Yale School of Medicine students’ backpacks just got a whole lot lighter.

In an effort to save paper and make course materials more accessible, the Yale School of Medicine is providing all its students with an iPad 2 — Apple’s latest version of its tablet computer — for use in the classroom and clinical settings, medical school administrators announced in a press release Tuesday. Students will be able to download the entire medical curriculum on the device, as well as use it to read and handle confidential patient health information, said Michael Schwartz, assistant dean for curriculum at the medical school. The device will be theirs to keep even after graduation.

“It’s portable, it’s wireless, it’s responsive, it’s interactive and it will provide tremendous opportunities for our students to engage with the material,” said Richard Belitsky, deputy dean of education at the medical school.

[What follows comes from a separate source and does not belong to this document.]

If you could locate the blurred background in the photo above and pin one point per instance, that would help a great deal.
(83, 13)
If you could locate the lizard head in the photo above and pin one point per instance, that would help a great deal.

The school is distributing about 520 iPads in total, Schwartz said. First-year students and third- through fifth-year students have already received theirs, and the rest will be given out by early next week.

Administrators first considered giving students iPads in order to reduce paper use, Schwartz said. The school spends about $100,000 each year to copy, collate and distribute course materials, he said, which students themselves find inconvenient.

Yale’s initial expenditure this year on the new iPads was about $600,000, but in future years money saved on printing expenses will cover the cost of the devices, Schwartz said.

The School of Medicine tested the use of iPads in the classroom with a pilot group of nine first-year students last spring. The group included some students who self-identified as not “technology-savvy,” but even they responded positively to the device, Schwartz said. For those who remain committed to pen and paper, printed course materials will be available for purchase.

Robert Stretch MED ’14, a student in the pilot group, said he much preferred reading course notes electronically to having them on paper.

“We get binder upon binder of notes, literally several feet of notes, and carrying them to the library or to class is just unrealistic,” Stretch said.

The pilot program allowed students to give feedback to administrators about which applications on the iPad were most useful to them, Schwartz said. As a result the school purchased iPads equipped with the application GoodReader, which students said was the best for annotating PDF files. The University also decided to give each student an Apple Bluetooth keyboard for use with the device, or the option to buy a keyboard online, since students found external keyboards essential for note-taking.

Administrators purchased 64-GB iPads that support 3G Internet access through AT&T. Students can choose to activate a 3G data plan at their own expense if they find the need to do so, though they will be able to access the Internet through Wi-Fi while on campus.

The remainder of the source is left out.